South Carolina’s move to finally take down the Confederate flag came after a lengthy 13-hour debate that finished up early Thursday morning. “South Carolina can remove the stain from our lives,” said 64-year-old Rep. Joe Neal, a black Democrat first elected in 1992. “I never thought in my lifetime I would see this.” The removal of the Confederate flag started really speeding down the tracks on Monday when the state Senate passed a measure calling for it to be taken down.

There were some who wondered whether or not the South Carolina House would hold the measure up for one reason or another. Arguments have been made since support for the endeavor began that the Confederate flag is an important part of the state’s history and doesn’t stand for racism or slavery. These arguments were being made against facts including the most obvious ones surrounding why the Confederate flag started flying at the statehouse in South Carolina again in the 1960s.

After the lengthy debate, the House overwhelmingly supported the removal of the Confederate flag from the South Carolina statehouse 94-20. Governor Nikki Haley, who has been publicly stating her support for taking it down, (a reversal of her position from just six months ago) issued a statement where she trumpeted the vote.
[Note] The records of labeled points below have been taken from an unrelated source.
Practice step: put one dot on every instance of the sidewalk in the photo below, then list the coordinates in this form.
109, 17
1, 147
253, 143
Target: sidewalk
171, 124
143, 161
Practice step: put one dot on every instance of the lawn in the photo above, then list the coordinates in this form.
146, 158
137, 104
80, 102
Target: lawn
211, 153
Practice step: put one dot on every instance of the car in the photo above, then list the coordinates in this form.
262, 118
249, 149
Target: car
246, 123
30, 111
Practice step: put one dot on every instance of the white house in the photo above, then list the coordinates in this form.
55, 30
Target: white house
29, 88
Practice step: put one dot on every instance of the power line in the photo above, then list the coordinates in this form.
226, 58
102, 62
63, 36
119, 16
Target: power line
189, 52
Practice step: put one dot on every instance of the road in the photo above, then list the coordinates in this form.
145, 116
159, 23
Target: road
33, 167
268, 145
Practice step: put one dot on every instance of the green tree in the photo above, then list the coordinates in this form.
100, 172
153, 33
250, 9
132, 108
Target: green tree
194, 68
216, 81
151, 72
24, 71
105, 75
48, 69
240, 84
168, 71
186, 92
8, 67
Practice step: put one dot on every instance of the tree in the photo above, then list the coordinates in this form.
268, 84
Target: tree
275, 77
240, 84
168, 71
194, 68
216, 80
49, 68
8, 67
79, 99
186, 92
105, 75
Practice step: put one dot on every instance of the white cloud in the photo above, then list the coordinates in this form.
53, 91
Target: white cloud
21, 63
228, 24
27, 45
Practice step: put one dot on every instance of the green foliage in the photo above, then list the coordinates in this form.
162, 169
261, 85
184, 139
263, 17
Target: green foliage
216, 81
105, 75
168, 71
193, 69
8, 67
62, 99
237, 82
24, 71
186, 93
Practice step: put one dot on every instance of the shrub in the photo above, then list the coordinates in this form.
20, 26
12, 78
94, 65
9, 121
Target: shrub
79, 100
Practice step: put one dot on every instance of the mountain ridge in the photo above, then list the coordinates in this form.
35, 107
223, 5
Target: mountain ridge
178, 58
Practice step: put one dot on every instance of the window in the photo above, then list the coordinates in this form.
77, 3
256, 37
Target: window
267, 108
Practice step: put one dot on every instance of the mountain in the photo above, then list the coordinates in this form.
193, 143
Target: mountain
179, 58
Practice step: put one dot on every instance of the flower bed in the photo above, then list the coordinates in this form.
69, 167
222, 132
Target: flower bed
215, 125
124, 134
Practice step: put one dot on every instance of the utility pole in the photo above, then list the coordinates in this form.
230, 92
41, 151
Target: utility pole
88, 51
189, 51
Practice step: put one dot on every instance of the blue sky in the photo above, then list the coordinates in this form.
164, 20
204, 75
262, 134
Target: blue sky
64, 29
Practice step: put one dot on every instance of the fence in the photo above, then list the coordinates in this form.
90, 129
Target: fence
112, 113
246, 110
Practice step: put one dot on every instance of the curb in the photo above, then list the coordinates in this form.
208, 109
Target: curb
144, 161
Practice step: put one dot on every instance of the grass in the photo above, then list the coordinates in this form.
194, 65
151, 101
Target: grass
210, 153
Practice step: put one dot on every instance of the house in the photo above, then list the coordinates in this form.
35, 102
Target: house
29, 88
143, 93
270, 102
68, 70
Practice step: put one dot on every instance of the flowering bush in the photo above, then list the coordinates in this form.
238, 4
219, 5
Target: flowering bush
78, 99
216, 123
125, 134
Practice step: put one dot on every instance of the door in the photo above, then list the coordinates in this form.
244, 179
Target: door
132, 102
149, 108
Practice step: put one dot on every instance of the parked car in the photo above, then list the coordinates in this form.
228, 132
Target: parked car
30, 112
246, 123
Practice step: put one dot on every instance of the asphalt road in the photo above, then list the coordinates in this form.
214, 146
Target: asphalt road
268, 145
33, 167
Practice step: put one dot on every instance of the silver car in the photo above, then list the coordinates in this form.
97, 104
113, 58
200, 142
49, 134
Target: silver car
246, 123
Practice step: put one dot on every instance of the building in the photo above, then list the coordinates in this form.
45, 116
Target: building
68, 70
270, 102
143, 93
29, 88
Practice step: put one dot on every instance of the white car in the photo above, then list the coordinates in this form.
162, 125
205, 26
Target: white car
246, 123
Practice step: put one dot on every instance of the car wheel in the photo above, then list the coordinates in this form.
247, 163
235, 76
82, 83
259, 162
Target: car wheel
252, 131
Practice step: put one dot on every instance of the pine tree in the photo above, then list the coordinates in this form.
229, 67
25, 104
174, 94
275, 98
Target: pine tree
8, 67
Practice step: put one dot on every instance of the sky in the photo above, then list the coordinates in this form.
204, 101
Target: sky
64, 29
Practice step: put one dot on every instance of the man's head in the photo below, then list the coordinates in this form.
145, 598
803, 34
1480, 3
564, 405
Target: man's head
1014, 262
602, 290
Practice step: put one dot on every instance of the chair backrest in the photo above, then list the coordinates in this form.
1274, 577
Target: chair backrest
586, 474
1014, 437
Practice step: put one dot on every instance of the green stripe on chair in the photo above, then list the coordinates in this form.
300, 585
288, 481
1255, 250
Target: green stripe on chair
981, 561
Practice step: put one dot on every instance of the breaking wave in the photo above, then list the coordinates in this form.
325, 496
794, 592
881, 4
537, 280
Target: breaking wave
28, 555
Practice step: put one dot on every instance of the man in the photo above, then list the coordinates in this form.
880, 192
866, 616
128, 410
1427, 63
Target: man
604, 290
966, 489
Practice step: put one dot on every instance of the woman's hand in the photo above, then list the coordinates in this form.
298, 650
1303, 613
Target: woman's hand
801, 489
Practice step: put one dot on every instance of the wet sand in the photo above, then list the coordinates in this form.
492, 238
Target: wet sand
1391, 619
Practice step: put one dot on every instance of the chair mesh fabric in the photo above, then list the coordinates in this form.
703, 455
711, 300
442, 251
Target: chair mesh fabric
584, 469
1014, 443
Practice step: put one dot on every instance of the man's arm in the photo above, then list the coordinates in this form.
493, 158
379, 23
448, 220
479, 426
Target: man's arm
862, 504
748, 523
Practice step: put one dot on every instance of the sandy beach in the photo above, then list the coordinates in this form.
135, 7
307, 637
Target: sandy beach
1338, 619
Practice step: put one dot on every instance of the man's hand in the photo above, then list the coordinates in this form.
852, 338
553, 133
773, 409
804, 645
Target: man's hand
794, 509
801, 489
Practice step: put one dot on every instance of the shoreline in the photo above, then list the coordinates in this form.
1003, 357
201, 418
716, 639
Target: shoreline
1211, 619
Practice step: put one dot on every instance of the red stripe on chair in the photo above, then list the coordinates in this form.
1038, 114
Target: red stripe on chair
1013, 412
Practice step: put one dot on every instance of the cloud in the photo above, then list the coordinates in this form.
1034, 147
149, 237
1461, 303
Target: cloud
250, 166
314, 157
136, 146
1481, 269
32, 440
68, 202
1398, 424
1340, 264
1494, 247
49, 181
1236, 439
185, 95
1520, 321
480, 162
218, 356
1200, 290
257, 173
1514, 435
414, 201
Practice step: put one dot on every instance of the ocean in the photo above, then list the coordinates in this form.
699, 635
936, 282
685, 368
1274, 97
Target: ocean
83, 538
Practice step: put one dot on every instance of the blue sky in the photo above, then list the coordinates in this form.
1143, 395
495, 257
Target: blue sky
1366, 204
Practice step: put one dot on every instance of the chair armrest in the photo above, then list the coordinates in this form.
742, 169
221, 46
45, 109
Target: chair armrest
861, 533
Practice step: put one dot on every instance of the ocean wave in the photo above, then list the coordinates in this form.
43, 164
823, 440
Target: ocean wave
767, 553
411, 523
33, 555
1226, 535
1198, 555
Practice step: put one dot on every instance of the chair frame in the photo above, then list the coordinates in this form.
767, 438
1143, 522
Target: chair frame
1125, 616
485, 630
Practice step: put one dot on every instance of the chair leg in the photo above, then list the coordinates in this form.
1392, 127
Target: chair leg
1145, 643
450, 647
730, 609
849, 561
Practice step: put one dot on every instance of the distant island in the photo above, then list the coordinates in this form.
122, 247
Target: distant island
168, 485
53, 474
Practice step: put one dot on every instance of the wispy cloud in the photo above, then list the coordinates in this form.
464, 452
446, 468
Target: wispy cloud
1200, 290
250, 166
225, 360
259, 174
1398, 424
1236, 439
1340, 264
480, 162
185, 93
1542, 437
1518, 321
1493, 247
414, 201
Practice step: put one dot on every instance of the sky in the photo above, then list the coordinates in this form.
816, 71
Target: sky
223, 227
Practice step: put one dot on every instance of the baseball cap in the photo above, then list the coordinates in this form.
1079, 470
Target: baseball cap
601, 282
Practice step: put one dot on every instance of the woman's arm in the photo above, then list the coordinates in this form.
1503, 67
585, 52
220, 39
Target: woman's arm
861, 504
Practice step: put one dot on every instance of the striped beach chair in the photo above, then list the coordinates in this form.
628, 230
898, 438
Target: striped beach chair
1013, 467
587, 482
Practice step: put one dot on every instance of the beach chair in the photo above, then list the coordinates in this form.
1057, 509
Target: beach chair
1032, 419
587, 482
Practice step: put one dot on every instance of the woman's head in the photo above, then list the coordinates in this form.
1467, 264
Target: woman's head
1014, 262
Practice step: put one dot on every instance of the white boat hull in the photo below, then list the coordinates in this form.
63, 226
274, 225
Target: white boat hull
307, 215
“It is a new day in South Carolina, a day we can all be proud of, a day that truly brings us all together as we continue to heal, as one people and one state,” Haley said.

The bill now goes to Haley’s desk, where she is expected to sign it quickly. Despite that expectation, the South Carolina governor didn’t give a timetable on her signature or when the Confederate flag would be coming down. It would seem to behoove the state to take action quickly as debate over delay has already been defeated. Some state legislators had called for passage of the bill, but moved slowly when it came to final action. That strategy was called something “unbefitting” South Carolina, with some saying that the Confederate flag must be removed as quickly as possible.